Todos os Nomes - José Saramago

“Lá embaixo, a nenhum dos seus colegas de categoria, dos superiores nem vale a pena falar, passava pela cabeça a idéia de levantar os olhos para ver se o trabalho lhe estava a correr bem. Dar por entendido que sim era uma outra maneira de justificar a indiferença.”

“Mas é por demais sabido que o espírito humano, muitas vezes, toma decisões cujas causas mostra não conhecer, sendo de supor que o faz depois de ter percorrido os caminhos da mente com tal velocidade que depois não é capaz de os reconhecer e muito menos reencontrar.”

“Só deuses mortos são deuses sempre.”

“Depois, com um sentimento de confiança em si mesmo que nunca havia experimentado em toda a vida, passeou o foco da lanterna em redor, como se estivesse enfim a tomar posse de algo que sempre lhe havia pertencido, mas que só agora tinha podido reconhecer como seu.”

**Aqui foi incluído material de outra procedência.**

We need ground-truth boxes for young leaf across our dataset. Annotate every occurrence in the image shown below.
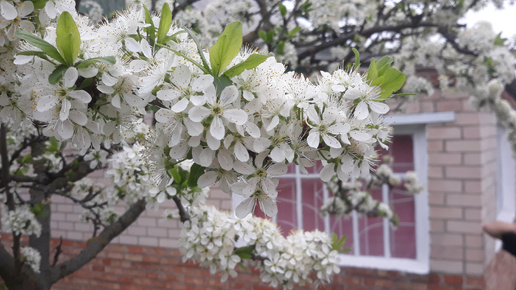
[188,163,204,187]
[371,67,406,100]
[158,3,172,43]
[56,11,81,66]
[278,3,287,17]
[235,246,254,260]
[367,58,378,82]
[76,56,116,68]
[210,22,242,77]
[31,0,48,9]
[288,26,301,37]
[16,30,65,64]
[351,47,360,70]
[143,6,156,46]
[48,64,68,85]
[224,54,269,78]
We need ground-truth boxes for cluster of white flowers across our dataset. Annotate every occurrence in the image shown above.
[320,159,424,227]
[1,204,41,237]
[20,247,41,273]
[179,206,340,289]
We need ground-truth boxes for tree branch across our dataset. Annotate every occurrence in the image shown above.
[298,22,439,63]
[172,195,190,223]
[0,238,15,284]
[49,200,145,284]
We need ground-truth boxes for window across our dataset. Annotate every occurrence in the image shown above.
[268,126,429,273]
[496,126,516,222]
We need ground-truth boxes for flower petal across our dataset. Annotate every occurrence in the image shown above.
[68,90,91,104]
[124,37,141,52]
[354,102,369,120]
[68,110,88,126]
[323,134,342,148]
[306,130,320,148]
[171,98,190,113]
[63,66,79,88]
[0,0,18,20]
[36,95,59,112]
[57,120,73,139]
[233,142,249,162]
[223,109,248,125]
[220,86,240,107]
[59,99,72,121]
[188,107,211,122]
[369,101,389,114]
[197,171,219,188]
[235,197,256,219]
[210,116,226,140]
[217,149,233,170]
[258,198,278,217]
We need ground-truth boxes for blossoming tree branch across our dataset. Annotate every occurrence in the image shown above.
[0,0,503,289]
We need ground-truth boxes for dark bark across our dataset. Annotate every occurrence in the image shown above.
[48,200,145,284]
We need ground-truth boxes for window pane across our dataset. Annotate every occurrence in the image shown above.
[276,178,297,236]
[389,189,416,259]
[358,188,385,256]
[277,135,416,259]
[301,179,325,231]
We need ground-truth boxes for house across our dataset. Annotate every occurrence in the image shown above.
[2,71,516,290]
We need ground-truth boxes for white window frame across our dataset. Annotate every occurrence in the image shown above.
[495,125,516,252]
[496,125,516,223]
[232,112,455,274]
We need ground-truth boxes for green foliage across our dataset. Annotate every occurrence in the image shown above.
[210,22,242,77]
[76,56,116,68]
[367,56,406,100]
[143,6,156,46]
[29,0,48,9]
[494,32,507,46]
[16,30,65,64]
[224,54,269,78]
[188,163,204,187]
[56,11,81,66]
[48,64,68,85]
[157,3,172,43]
[235,246,254,260]
[331,233,351,253]
[278,2,287,17]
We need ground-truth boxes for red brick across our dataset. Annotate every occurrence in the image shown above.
[444,275,464,285]
[465,277,484,286]
[364,278,392,289]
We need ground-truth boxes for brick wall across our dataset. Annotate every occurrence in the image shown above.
[2,84,516,290]
[2,234,488,290]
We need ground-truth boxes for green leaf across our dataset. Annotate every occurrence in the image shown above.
[210,21,242,77]
[494,32,507,46]
[213,75,233,96]
[17,50,47,59]
[235,246,254,260]
[278,3,287,17]
[224,54,269,78]
[371,67,406,100]
[188,163,204,187]
[56,11,81,66]
[351,47,360,70]
[288,26,301,37]
[367,58,378,82]
[158,3,172,43]
[48,64,68,85]
[75,56,116,68]
[169,166,182,184]
[143,6,156,46]
[16,30,65,64]
[31,0,48,9]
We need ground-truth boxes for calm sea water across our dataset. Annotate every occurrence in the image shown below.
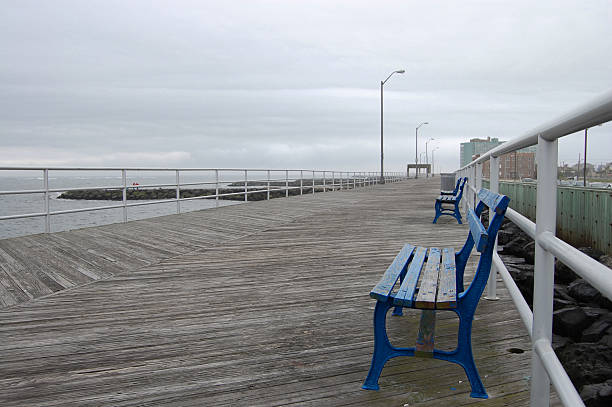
[0,175,239,239]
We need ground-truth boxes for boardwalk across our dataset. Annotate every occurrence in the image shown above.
[0,182,544,406]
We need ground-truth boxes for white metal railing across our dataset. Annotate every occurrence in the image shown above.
[0,167,406,233]
[457,92,612,407]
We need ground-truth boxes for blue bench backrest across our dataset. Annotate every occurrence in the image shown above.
[455,188,510,298]
[453,177,463,195]
[455,177,467,201]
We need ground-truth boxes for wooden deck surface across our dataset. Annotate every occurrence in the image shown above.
[0,178,544,407]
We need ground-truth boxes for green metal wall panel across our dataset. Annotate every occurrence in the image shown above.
[483,181,612,255]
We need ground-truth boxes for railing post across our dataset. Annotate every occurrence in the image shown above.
[332,171,336,191]
[470,165,478,209]
[474,163,482,195]
[43,168,51,233]
[244,170,249,202]
[485,156,499,301]
[530,136,558,407]
[176,170,181,215]
[267,170,270,201]
[215,169,219,208]
[121,169,127,223]
[323,171,325,192]
[312,170,314,195]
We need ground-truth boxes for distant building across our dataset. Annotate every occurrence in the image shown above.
[482,146,537,179]
[460,137,503,167]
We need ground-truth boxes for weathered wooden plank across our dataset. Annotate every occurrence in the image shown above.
[393,247,427,307]
[414,247,440,309]
[370,244,415,301]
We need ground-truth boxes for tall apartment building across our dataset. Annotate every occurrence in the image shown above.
[482,151,537,180]
[460,137,537,179]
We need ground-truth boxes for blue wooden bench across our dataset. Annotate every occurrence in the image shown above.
[433,177,467,224]
[362,189,510,398]
[440,177,463,195]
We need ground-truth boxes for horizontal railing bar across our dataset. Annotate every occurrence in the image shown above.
[493,253,533,336]
[536,232,612,300]
[49,204,123,215]
[0,212,46,220]
[0,167,364,172]
[534,339,584,407]
[0,189,46,195]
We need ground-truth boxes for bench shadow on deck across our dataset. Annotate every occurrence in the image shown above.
[0,178,544,406]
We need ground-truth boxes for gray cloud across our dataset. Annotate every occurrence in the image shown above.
[0,0,612,170]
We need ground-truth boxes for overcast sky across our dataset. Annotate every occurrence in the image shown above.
[0,0,612,171]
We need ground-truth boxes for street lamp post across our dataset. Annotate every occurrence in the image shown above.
[414,122,429,178]
[425,137,435,177]
[380,69,406,184]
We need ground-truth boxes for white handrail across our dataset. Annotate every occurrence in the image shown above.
[457,88,612,407]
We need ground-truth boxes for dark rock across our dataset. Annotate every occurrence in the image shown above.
[501,236,527,257]
[506,264,533,306]
[582,307,612,322]
[578,247,604,261]
[497,230,514,246]
[553,284,576,302]
[567,278,612,309]
[555,247,612,284]
[553,307,594,340]
[557,343,612,389]
[598,331,612,348]
[555,260,579,284]
[581,318,612,342]
[552,334,574,353]
[580,379,612,407]
[553,297,576,311]
[499,253,525,267]
[567,278,601,304]
[599,254,612,269]
[523,241,535,264]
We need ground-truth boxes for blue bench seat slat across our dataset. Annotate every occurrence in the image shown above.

“Deve haver na minha cabeça, e seguramente na cabeça de toda a gente, um pensamento autônomo que pensa por sua própria conta, que decide sem a participação do outro pensamento, aquele que conhecemos desde que nos conhecemos e que tratamos por tu, aquele que se deixa guiar por nós para nos levar aonde cremos que conscientemente queremos ir, mas que, afinal de contas, poderá ser que esteja a ser conduzido por outro caminho, noutra direção, e não para a esquina mais próxima...”

“É preciso andar muito para alcançar o que está perto.”

“Há que se contar sempre com as puras casualidades, ajudam muito.”

“Para anunciar o começo de algo, fala-se sempre do dia primeiro, quando a primeira noite é que deveria contar, ela é que é a condição do dia.”

“O tempo, ainda que os relógios queiram convencer-nos do contrário, não é o mesmo para toda gente.”

“Mas insisto em que me explique porque demorou tanto a dar-me esta direção, A razão é muito simples, não tenho ninguém com quem falar. O Sr. José olhou a mulher, ela estava a olha-lo a ele, não vale a pena gastar palavras a explicar a expressão que tinham nos olhos um e outro, só importa o que ele foi capaz de dizer ao cabo de um silêncio, Eu também não.”

“O diálogo fora difícil, com alçapões e portas falsas surgindo a cada passo, o mais pequeno deslize poderia tê-lo arrastado a uma confissão completa se não fosse estar o seu espírito atento aos múltiplos sentidos das palavras que cautelosamente ia pronunciando, sobretudo, aquelas que parecem ter um sentido só, com elas que é preciso ter mais cuidado. Ao contrário do que em geral se crê, sentido e significado nunca foram a mesma coisa...”

“Estariam lá pessoas curiosas que lhe perguntariam se tinha perdido alguma coisa de valor no desastre, e ele responderia que sim, Uns papéis, e elas tornariam a perguntar, Ações, Obrigações, Títulos de crédito, é só no que pensa a gente comum e sem horizontes de espírito, os seus pensamentos vão todos para os interesses e ganhos materiais, e ele tornaria a dizer que sim, mas dando mentalmente significados diferentes àquelas palavras, seriam as ações que cometera, as obrigações que assumira e os títulos de crédito que ganhara.”

“...e aventurar-se sozinho no meio duma negra noite, por estas catacumbas da humanidade dentro, cercado de nomes, ouvindo o sussurrar dos papéis, ou um murmúrio de vozes, quem os poderá distinguir.”

“Homem, não tenhas medo, a escuridão em que estás metido aqui não é maior do que a que existe dentro do teu corpo, são duas escuridões separadas por uma pele, aposto que nunca tinhas pensado nisso, transporta todo o tempo de um lado para o outro uma escuridão, e isso não te assusta (...) meu caro, tens que aprender a viver com a escuridão de fora como aprendeste a viver com a escuridão de dentro...”

“As velhas fotografias enganam muito, dão-nos a ilusão de que estamos vivos nelas, e não é certo, a pessoa para quem estamos a olhar já não existe, e ela, se pudesse ver-nos, não se reconheceria em nós, Quem será este que está a olhar para mim com cara de pena, diria.”